2. Meanwhile, whisk together cake flour, baking soda, and salt in a mixing bowl. Stir in golden syrup until a smooth dough forms. Wrap tightly with plastic wrap and refrigerate at least 4 hours.
3. In a large saucepan, combine the azuki beans and water over high heat. Bring to a boil and reduce heat to medium-low. Cover mixture, and allow to simmer for 1 hour, or until the beans are tender. Once beans are thoroughly cooked, drain and allow to cool for 10 minutes. Puree the beans in a blender or food processor.
4. Heat ¼ cup of peanut oil over medium heat in the same saucepan that the beans were boiled in. Stir in pureed beans along with the white sugar. Cook and stir the bean paste for 10-20 minutes, or until it begins to cling to the stirring spoon.

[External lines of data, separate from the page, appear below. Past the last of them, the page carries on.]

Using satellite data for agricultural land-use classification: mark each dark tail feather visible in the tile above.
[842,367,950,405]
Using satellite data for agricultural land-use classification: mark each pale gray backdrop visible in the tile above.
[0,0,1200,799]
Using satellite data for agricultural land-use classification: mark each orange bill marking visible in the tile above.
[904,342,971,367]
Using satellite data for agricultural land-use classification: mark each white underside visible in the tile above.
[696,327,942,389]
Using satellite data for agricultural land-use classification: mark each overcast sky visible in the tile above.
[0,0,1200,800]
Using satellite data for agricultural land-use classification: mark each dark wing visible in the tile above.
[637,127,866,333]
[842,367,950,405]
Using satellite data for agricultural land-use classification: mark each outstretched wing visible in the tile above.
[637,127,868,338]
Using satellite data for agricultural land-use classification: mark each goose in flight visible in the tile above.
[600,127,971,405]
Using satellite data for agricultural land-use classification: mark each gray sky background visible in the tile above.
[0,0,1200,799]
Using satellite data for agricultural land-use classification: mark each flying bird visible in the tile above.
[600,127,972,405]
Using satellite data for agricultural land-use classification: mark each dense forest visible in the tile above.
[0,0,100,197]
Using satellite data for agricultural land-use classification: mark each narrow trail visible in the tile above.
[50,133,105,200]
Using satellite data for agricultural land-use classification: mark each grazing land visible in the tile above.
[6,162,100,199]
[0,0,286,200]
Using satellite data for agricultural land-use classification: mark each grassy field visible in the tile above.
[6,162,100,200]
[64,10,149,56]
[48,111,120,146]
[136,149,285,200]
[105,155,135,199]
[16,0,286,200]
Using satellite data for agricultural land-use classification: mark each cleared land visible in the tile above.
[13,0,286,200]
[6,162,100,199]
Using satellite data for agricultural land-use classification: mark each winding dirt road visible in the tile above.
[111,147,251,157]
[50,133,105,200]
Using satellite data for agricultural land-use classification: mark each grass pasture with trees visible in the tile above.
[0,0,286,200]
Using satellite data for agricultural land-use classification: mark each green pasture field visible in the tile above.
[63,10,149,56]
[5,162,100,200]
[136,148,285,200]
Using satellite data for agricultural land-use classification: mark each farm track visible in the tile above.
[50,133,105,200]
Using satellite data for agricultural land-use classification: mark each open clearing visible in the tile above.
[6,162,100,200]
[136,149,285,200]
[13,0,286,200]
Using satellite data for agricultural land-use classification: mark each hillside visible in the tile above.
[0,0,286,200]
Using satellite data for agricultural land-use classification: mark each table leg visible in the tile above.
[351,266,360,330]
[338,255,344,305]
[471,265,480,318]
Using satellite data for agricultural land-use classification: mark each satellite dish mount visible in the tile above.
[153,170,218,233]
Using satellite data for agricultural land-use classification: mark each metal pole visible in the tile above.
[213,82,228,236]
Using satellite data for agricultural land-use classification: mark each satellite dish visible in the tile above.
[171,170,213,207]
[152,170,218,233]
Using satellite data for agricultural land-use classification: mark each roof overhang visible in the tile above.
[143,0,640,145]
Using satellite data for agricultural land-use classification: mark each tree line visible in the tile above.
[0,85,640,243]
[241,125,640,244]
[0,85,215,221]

5. Stir in the wheat starch and then scrape into a mixing bowl. Chill in the refrigerator until cold.
6. Grease a baking sheet and preheat oven to 375 degrees F (190 degrees C).
7. Divide the dough and the filling into 8 equal portions and roll into balls. Press the dough balls between your palms in order to form circles large enough to envelop a filling ball.
8. Place a ball of the filling onto the center of each pastry circle, wrap the pastry around the filling, and pinch the edges together.
9. Roll the mooncakes in the all-purpose flour to coat and shake off any excess. Place the mooncakes seam-side-down onto the prepared baking sheet and press to flatten slightly.
10. Mist mooncakes with water (lightly). Bake in preheated oven for 8 minutes. Remove the mooncakes from the oven and reduce the temperature to 300 degrees F (150 degrees C).
11. Brush mooncakes with beaten egg yolk, applying more of the yolk to the tops than to the sides. Return mooncakes to the oven and bake for an additional 15 minutes or until golden brown. Allow mooncakes to cool completely before serving.